L’un des exemples les plus frappants de cette attitude est sa relation avec Marie. Lorsque celle-ci lui demande s’il l’aime, il ne cherche ni à la rassurer ni à enjoliver la réalité par des mots qui ne correspondent pas à ses sentiments :
« Elle m’a demandé si je l’aimais. Je lui ai répondu que cela ne voulait rien dire, mais que je ne pensais pas. »
Dans un monde régi par les attentes et les codes du romantisme, où l’amour est censé être une valeur sacrée et essentielle, cette réponse sonne comme une hérésie. Pourtant, Meursault ne dit rien d’injuste ou de cruel ; il exprime simplement une vérité dénuée d’artifice. Là où d’autres auraient cédé au mensonge par complaisance ou par peur de blesser, il préfère l’honnêteté brute. Mais cette transparence, loin d’être valorisée, est perçue comme une froideur insensible.
Ce rejet du langage conventionnel, où les mots doivent parfois être employés davantage pour rassurer que pour exprimer la vérité, fait de Meursault un personnage en rupture avec la société. Il ne se plie pas aux usages sociaux, ce qui, aux yeux des autres, fait de lui un être étrange, presque inhumain.

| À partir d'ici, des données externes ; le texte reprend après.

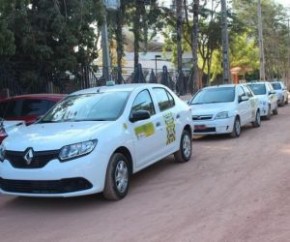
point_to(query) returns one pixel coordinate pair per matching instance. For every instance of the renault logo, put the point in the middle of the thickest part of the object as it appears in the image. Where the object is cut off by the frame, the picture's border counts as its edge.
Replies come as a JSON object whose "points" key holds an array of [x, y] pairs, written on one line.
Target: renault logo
{"points": [[28, 156]]}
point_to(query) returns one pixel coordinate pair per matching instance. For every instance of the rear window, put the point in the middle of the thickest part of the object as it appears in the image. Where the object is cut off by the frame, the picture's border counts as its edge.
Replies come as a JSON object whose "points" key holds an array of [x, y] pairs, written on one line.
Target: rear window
{"points": [[258, 89], [277, 86], [214, 95], [24, 107]]}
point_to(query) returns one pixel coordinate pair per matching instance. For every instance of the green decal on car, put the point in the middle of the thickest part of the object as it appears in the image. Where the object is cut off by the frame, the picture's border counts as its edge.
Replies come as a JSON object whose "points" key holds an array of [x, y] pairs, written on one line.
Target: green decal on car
{"points": [[170, 127], [145, 130]]}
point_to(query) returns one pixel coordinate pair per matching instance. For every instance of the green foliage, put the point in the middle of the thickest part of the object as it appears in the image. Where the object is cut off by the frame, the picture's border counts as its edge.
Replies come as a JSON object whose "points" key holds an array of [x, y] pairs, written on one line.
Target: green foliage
{"points": [[50, 37], [275, 32]]}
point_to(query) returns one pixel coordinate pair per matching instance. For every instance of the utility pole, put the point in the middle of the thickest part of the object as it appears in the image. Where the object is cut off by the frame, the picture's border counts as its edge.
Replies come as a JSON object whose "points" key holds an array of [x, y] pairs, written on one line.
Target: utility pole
{"points": [[225, 44], [180, 83], [288, 53], [105, 47], [261, 43], [195, 47]]}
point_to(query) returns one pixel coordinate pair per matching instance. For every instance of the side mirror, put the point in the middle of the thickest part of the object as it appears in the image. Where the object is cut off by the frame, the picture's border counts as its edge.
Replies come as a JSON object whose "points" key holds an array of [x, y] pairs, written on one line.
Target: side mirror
{"points": [[139, 115], [272, 92], [243, 98]]}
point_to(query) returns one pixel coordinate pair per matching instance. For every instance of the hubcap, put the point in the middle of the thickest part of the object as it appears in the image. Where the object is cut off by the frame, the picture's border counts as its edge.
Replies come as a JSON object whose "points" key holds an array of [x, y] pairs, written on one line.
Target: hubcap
{"points": [[121, 176], [186, 146]]}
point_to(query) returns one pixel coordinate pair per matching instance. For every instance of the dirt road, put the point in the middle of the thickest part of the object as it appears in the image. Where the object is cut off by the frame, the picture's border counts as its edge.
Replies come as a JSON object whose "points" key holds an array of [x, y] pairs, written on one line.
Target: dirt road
{"points": [[231, 190]]}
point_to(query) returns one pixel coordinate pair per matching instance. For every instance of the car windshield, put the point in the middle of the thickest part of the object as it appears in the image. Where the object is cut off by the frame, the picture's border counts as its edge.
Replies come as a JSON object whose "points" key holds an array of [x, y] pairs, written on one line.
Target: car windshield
{"points": [[258, 89], [106, 106], [276, 85], [214, 95]]}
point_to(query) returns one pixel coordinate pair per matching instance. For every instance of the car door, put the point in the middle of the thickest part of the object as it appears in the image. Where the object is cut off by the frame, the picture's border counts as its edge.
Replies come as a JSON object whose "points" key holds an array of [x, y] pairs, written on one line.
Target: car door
{"points": [[272, 96], [170, 119], [243, 107], [253, 103], [148, 133]]}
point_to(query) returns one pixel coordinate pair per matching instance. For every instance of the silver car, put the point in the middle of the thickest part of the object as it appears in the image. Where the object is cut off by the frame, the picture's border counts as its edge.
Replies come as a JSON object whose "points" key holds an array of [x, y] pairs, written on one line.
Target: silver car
{"points": [[281, 91]]}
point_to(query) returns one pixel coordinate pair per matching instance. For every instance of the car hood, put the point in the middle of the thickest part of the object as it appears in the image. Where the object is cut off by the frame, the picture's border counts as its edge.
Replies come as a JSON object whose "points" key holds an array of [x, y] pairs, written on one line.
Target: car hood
{"points": [[211, 108], [51, 136]]}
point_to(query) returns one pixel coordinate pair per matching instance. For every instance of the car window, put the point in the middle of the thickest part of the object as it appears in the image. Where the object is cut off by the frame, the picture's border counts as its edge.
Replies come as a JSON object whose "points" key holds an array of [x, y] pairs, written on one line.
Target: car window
{"points": [[241, 92], [164, 98], [248, 91], [35, 107], [3, 107], [276, 85], [107, 106], [143, 101], [258, 89], [12, 108], [214, 95]]}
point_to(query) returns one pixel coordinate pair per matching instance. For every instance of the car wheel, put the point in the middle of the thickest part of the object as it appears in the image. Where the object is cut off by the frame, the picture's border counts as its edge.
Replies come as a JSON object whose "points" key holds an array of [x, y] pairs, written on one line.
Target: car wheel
{"points": [[268, 116], [237, 128], [257, 122], [185, 148], [117, 177]]}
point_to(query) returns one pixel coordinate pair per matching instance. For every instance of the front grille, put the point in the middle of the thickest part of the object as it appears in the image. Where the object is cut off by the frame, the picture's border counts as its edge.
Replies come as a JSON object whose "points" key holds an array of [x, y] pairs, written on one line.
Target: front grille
{"points": [[39, 160], [45, 187], [201, 117], [205, 130]]}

L’authenticité comme faute
Ce qui condamne véritablement Meursault, ce n’est pas tant le meurtre de l’Arabe, mais bien son attitude face à la vie. Durant son procès, son crime passe presque au second plan : ce qui choque le plus le jury et l’accusation, c’est son indifférence lors des funérailles de sa mère. Le procureur insiste lourdement sur ce point, comme si son absence de deuil constituait une preuve irréfutable de son immoralité :
« Messieurs les jurés, l’homme qui est assis sur ce banc est coupable d’un crime. Mais encore plus, il est coupable d’avoir enterré sa mère avec un cœur de criminel. »
Ici, Camus dénonce le poids des conventions sociales et la manière dont une société peut condamner un individu non pas sur ses actes, mais sur son incapacité à adopter les comportements attendus. Meursault n’est pas jugé pour avoir tué un homme dans des circonstances absurdes, mais pour son refus d’adhérer aux normes émotionnelles et morales en vigueur. Son crime véritable est d’être resté lui-même, sans artifice. C’est dans les dernières pages du roman que Meursault atteint son point culminant de lucidité. Condamné à mort, il prend enfin conscience de l’absurdité totale de l’existence et l’accepte pleinement. Loin d’éprouver de l’angoisse ou du désespoir, il accueille sa fin avec sérénité, trouvant une forme de paix dans l’idée que la vie, dénuée de sens, n’a pas à être justifiée. Il refuse les illusions, y compris celle de la religion, et s’ouvre à l’univers avec une indifférence assumée :
« Comme si cette grande colère m’avait purgé du mal, vidé d’espoir, devant cette nuit chargée de signes et d’étoiles, je m’ouvrais pour la première fois à la tendre indifférence du monde. »
Cette « tendre indifférence » est la clé de son salut : en acceptant pleinement l’absurde, Meursault trouve une forme de liberté ultime, libérée des attentes et des faux-semblants. L’issue du roman souligne cette idée que l’authenticité absolue est incompatible avec une société fondée sur des conventions et des illusions partagées. Jusqu’au bout, Meursault refuse de trahir sa vérité intérieure. Face au prêtre venu lui apporter un dernier espoir religieux, il rejette tout réconfort spirituel, refusant de feindre une croyance qu’il ne possède pas.
« Rien, rien n’avait d’importance et je savais bien pourquoi. Lui aussi, il savait pourquoi. Du fond de mon avenir, pendant toute cette vie absurde que j’avais menée, un souffle obscur montait vers moi à travers les années qui n’étaient pas encore venues, et ce souffle égalisait tout sur son passage. »
Dans un dernier acte de révolte silencieuse, Meursault accepte l’absurde et accueille la mort avec sérénité. Il préfère être condamné en restant fidèle à lui-même plutôt que de renier ce qu’il est pour sauver sa vie.